2

I have build a random forest for multiclass text classification. The model returned an accuracy of 75 %. There are 6 labels, however out of the 6 classes, only 3 are classified and rest are not classified. I would really appreciate if anyone could let me know what went wrong.

Below are the steps i followed.

DATA PREPARATION

  • Creat a word vector for description.

  • Build a corpus using the word vector.

  • Pre-processing tasks such as removing number, whitespaces,
    stopwords and conversion to lower case.

  • Build a document term matrix (dtm).
  • Remove sparse words from the above dtm.

  • The above step leads to a count frequency matrix showing the frequency of each word in its coressponding column.

  • Tranform count frequency matrix to a binary instance matrix, which shows occurences of a word in a document as either 0 or 1, 1 for being present and 0 for absent.
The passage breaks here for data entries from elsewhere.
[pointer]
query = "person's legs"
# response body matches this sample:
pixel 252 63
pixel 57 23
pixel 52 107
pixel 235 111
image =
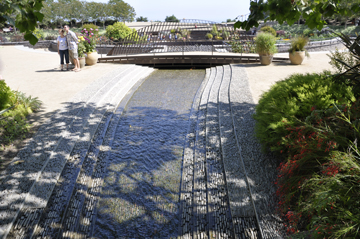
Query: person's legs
pixel 76 61
pixel 62 58
pixel 67 59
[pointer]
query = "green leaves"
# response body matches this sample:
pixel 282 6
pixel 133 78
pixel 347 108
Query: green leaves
pixel 25 15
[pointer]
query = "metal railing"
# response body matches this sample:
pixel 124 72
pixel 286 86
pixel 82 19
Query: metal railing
pixel 184 36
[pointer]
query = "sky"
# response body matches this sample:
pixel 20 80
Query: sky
pixel 212 10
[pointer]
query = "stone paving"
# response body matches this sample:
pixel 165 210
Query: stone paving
pixel 108 165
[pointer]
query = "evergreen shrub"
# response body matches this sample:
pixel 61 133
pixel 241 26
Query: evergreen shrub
pixel 269 29
pixel 118 31
pixel 293 99
pixel 5 95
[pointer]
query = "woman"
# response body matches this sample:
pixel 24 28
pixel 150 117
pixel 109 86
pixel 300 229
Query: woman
pixel 63 50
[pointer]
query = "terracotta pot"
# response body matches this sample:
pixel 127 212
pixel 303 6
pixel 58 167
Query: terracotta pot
pixel 82 62
pixel 297 57
pixel 265 59
pixel 91 58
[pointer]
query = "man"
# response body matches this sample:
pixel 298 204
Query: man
pixel 72 42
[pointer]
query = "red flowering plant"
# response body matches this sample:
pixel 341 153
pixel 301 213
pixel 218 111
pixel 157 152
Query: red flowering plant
pixel 320 173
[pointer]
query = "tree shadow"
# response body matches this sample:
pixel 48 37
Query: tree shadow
pixel 261 168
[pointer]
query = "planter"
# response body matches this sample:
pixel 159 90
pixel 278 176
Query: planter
pixel 265 59
pixel 82 62
pixel 297 57
pixel 91 58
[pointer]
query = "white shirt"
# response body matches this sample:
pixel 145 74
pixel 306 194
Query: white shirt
pixel 62 43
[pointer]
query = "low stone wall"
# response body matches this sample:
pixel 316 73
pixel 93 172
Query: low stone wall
pixel 324 45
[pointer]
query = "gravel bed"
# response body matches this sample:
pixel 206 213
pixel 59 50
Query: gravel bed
pixel 260 167
pixel 30 178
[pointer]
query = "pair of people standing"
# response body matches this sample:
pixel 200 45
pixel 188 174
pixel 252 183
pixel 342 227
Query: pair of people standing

  • Append the label column from the original dataset with the transformed dtm. The label column has 6 labels.

MODEL BUILDING

  • Randomly sample the dtm and split it into a traning set and testing set.
  • Build a base model of random forest with 7-fold cross validation.
  • Check for accuracy of the model on the training set and testing set.

    I am sharing the link to the results ( if it is allowed here).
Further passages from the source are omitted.